Sono esistiti uomini, disseminati lungo le ronde del divenire, che sembrano essere nati per adempiere a un compito sacrale e, per le rispettive epoche, rivoluzionario. Non si tratta di ministri di culto, perlomeno non nella stretta accezione del termine: essi sono piuttosto visionari, veggenti e poeti. Già Giorgio Colli, in La nascita della filosofia e Apollineo e dionisiaco, ha dimostrato come tanto la poesia quanto la filosofia ellenica furono dirette discendenti dell’arte della mantica, figlie di secondo letto dell’incontro col Divino e con il suo enigma imperscrutabile: poeti e filosofi ricevettero così in eredità la sapienza degli iatromanti.

William Butler Yeats, insieme ad altri che lo precedettero (Blake, Keats, Shelley), merita di entrare di diritto in questo pantheon di anime al di sopra del tempo. L’intera sua opera — e prima ancora l’intera sua esistenza — fu consacrata a una Visione: risalendo in direzione contraria la corrente, egli si fece bardo in un’epoca che aveva bandito ogni carme, dimenticato Arcadia, negato e ridicolizzato la conoscenza degli antichi Druidi.

Yeats
William Butler Yeats

Yeats era della convinzione che magia e poesia fossero nate insieme, fondando la propria efficacia sulla più grande di tutte le forze, il simbolo, che «viene usato sia, coscientemente, dai maghi, che, meno coscientemente, dai loro successori, poeti, musicisti e pittori» (Oliva, 1998).

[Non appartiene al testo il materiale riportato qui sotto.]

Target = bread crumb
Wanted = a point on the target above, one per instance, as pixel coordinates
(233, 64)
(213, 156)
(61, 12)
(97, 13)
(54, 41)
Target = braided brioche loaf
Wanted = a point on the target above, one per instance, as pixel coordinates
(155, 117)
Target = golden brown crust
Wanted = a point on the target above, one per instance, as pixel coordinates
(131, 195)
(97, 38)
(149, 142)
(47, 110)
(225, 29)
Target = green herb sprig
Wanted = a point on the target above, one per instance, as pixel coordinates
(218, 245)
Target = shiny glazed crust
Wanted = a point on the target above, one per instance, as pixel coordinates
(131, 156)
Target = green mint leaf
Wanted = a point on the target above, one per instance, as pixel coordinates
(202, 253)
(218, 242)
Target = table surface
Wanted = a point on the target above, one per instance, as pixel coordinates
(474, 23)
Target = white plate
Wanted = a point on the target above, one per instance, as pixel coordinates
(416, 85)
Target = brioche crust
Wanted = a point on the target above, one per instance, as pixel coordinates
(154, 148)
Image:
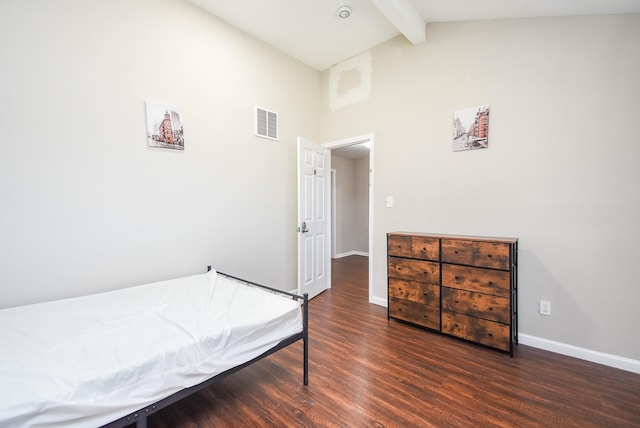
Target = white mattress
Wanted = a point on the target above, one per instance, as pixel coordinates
(90, 360)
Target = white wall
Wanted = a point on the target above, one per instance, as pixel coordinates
(86, 205)
(352, 205)
(561, 171)
(361, 200)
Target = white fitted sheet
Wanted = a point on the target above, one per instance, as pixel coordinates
(90, 360)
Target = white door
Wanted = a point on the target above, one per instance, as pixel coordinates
(314, 269)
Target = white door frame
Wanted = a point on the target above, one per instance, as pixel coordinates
(368, 138)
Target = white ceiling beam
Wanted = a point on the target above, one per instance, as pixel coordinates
(406, 19)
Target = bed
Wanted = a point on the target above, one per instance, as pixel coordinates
(114, 358)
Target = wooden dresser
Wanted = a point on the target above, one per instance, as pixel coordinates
(463, 286)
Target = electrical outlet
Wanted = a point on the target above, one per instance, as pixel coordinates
(545, 307)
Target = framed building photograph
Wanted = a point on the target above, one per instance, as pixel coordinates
(164, 126)
(471, 128)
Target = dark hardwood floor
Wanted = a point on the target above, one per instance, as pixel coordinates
(368, 372)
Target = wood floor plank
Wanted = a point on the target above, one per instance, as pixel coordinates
(366, 371)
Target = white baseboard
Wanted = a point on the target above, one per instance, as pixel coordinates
(351, 253)
(610, 360)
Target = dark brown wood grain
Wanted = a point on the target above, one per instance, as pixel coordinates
(481, 280)
(479, 305)
(423, 315)
(417, 270)
(366, 371)
(476, 253)
(419, 292)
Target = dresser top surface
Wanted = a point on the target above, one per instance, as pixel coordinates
(448, 236)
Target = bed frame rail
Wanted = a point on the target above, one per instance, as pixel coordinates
(140, 417)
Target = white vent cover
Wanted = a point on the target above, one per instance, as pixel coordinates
(266, 123)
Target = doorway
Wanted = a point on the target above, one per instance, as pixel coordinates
(359, 149)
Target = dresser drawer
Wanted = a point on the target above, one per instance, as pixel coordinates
(416, 313)
(419, 292)
(488, 333)
(417, 247)
(480, 280)
(477, 253)
(479, 305)
(417, 270)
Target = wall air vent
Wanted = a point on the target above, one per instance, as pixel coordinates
(266, 123)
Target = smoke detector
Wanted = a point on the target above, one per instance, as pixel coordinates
(344, 12)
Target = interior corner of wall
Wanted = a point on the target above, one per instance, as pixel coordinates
(340, 97)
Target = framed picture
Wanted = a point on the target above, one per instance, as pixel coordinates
(164, 126)
(471, 128)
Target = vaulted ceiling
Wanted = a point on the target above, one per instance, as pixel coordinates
(312, 31)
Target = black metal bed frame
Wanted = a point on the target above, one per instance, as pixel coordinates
(139, 417)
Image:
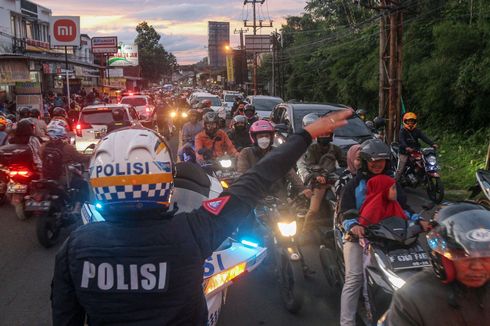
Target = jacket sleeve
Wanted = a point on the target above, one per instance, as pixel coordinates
(340, 156)
(66, 310)
(198, 145)
(424, 137)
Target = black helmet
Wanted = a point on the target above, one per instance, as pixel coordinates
(118, 114)
(24, 113)
(462, 231)
(374, 150)
(35, 113)
(59, 112)
(310, 118)
(25, 127)
(210, 117)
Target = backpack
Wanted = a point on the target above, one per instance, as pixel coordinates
(52, 159)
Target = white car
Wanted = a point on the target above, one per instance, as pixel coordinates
(93, 121)
(143, 105)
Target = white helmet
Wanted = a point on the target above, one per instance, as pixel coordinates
(131, 169)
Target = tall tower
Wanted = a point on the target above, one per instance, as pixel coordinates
(218, 38)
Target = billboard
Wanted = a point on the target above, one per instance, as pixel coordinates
(64, 30)
(258, 43)
(104, 45)
(127, 55)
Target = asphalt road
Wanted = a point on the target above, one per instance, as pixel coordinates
(26, 269)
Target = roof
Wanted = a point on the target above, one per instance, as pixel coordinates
(103, 105)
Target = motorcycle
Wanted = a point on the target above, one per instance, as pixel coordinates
(280, 227)
(17, 173)
(421, 167)
(482, 187)
(53, 205)
(392, 254)
(228, 262)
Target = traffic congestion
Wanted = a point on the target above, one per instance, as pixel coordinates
(181, 198)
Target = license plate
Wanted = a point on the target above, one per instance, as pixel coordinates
(407, 260)
(37, 206)
(16, 188)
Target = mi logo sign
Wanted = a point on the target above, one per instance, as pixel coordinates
(65, 31)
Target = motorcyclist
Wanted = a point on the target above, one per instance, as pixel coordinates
(24, 134)
(459, 289)
(375, 160)
(249, 113)
(261, 134)
(409, 141)
(144, 265)
(41, 128)
(320, 153)
(58, 152)
(212, 142)
(118, 120)
(238, 133)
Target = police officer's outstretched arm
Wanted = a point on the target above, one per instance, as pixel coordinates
(217, 218)
(66, 310)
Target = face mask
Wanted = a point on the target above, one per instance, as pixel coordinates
(324, 140)
(263, 142)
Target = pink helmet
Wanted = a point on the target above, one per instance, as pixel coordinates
(260, 126)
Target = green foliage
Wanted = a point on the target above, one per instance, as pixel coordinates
(155, 61)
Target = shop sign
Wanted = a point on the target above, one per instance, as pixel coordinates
(11, 72)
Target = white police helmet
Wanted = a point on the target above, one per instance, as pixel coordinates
(131, 169)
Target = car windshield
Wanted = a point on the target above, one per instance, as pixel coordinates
(354, 128)
(266, 104)
(230, 97)
(214, 100)
(99, 117)
(134, 101)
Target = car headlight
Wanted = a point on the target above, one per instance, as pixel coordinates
(431, 160)
(225, 163)
(394, 279)
(287, 229)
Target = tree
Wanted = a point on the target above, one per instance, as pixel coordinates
(155, 61)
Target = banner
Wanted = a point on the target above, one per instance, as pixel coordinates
(127, 55)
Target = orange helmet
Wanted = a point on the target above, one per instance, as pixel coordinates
(410, 121)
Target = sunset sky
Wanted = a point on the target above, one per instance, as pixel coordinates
(182, 24)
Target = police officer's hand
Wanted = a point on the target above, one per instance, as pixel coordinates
(327, 124)
(320, 179)
(358, 231)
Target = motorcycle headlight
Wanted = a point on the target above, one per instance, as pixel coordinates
(287, 229)
(394, 279)
(225, 163)
(431, 160)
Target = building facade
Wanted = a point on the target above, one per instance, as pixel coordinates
(218, 39)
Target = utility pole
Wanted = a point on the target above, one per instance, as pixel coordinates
(255, 26)
(390, 63)
(243, 55)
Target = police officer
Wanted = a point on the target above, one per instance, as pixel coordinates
(143, 266)
(458, 292)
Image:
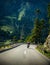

La parola poetica viene vista così come l’aggiornamento dei suoni prodotti dai maghi per gettare incantesimi: ne consegue che spetterà al poeta privilegiare certe soluzioni ritmiche e metriche per raggiungere quell’equilibrio «tra il sonno e la veglia» da cui «scaturisce il simbolo, e per suo tramite la rivelazione» (Oliva, 1998).

Successore di Blake e in qualche modo anticipatore della psicologia del profondo jungiana, Yeats seppe elevare il mondo imaginale alla sacralità che gli spetta di diritto e che aveva perduto ormai dalla fine del Medioevo, prima con l’avvento dell’Illuminismo, poi con il razionalismo e infine con lo scientismo e la rivoluzione industriale. L’universo diventa così — come per gli alchimisti medievali — un enigma cifrato, che il poeta, così come anticamente il mago, deve penetrare con l’intuizione e tradurre in versi per il suo pubblico (ma prima ancora per se stesso).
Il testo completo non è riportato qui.